We clearly won’t get all of these answers in the two episodes before this season ends (barring another time jump, which is possible) but already Lalo is a fascinating character. He oozes the charm of Don Eladio, though not without the hint of threat. “You will die,” he tells Nacho, ostensibly about the quality of his food, but it’s hard to ignore the double meaning there. With Lalo on the scene, things are surely about to heat up.
Elsewhere, we finally saw just what Kim had planned with her mad run on office supplies. We see that plan play out as Jimmy rides a bus through Texas and into Louisiana, writing with different pens on different sheets of paper, even enlisting the help of other passengers, all the while. Meanwhile, Kim is playing hardball with ADA Ericsen, showing up with three associates in an intimidation power move. It doesn’t work, but Ericsen is clearly rattled. Matters are made worse when both attorneys are called into the office of Judge Munninger, who is at his wits end.
And suddenly Kim’s move is in play. In his chambers are boxes of correspondence from small town Louisiana, each pleading for leniency for the heroic Huell Babineaux.

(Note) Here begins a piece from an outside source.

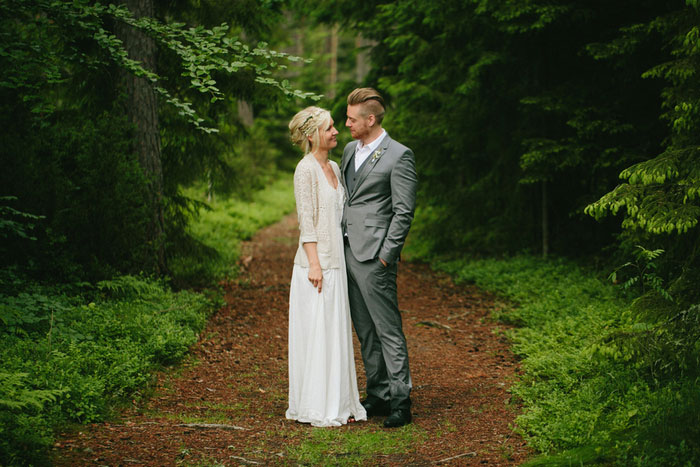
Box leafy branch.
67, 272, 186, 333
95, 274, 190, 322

Frantic, Ericsen scours them for information, intrigued that some of them even include phone numbers. Enter, once again, Jimmy McGill, who has used his burner phone connections to set up an elaborate scheme to fool Ericsen and the court into thinking Huell is a churchgoing pillar of their community.

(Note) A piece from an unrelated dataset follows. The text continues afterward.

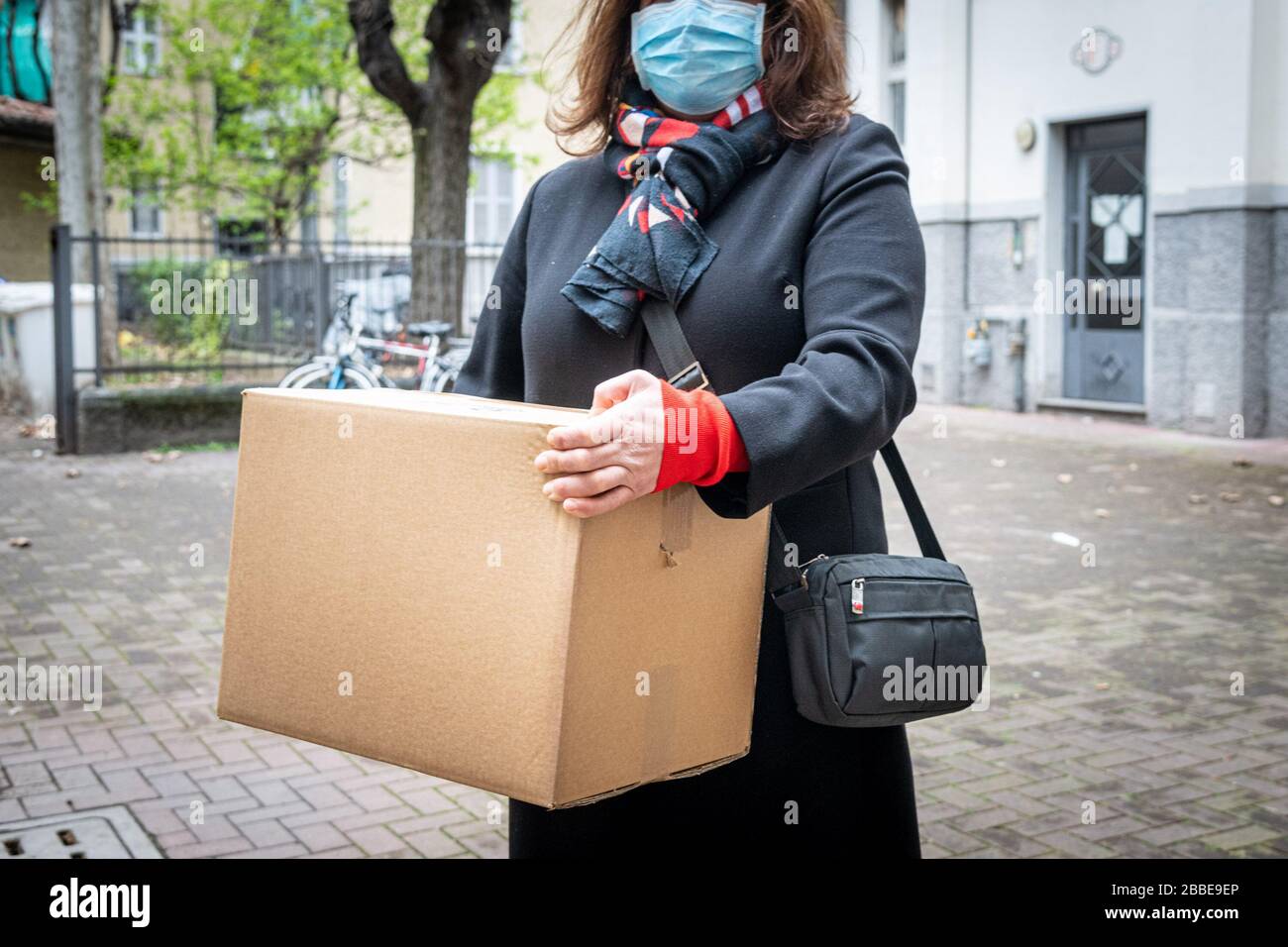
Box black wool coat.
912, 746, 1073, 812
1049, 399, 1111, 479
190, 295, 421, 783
456, 116, 924, 858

Huell gets off, of course, but shockingly Kim has embraced this turn of events. Despite her posturing as a good and ethical lawyer, she is excited by what they’ve pulled off, even going so far as to tell Jimmy she wants to do it again. This is a shocking character twist for Kim, though one that’s not without precedent. She and Jimmy have run low level schemes for fun in the past, but nothing like this. Nothing with potentially devastating consequences.
What might this mean for Kim as the series continues? This scheme has clearly reinvigorated her feelings for Jimmy, but how deep is she going to go? Is it possible that she exits the scene in disgraced, disbarred and forever tarnished? As good as it is to see these two in each other’s arms again, the implications are hard to ignore. Kim is heading down a treacherous path, with only Jimmy to guide her.
With only two episodes left until the end of season four, Better Call Saul is establishing something potentially explosive that will reverberate into the next season and beyond. Even with the slow pace of this episode and the last, there’s an undeniable tension laced into the deliberation that will, no doubt, pay off by the conclusion. Something big is lurking on the horizon; something big and bad.
Better Call Saul airs Monday nights at 9/8 central on AMC.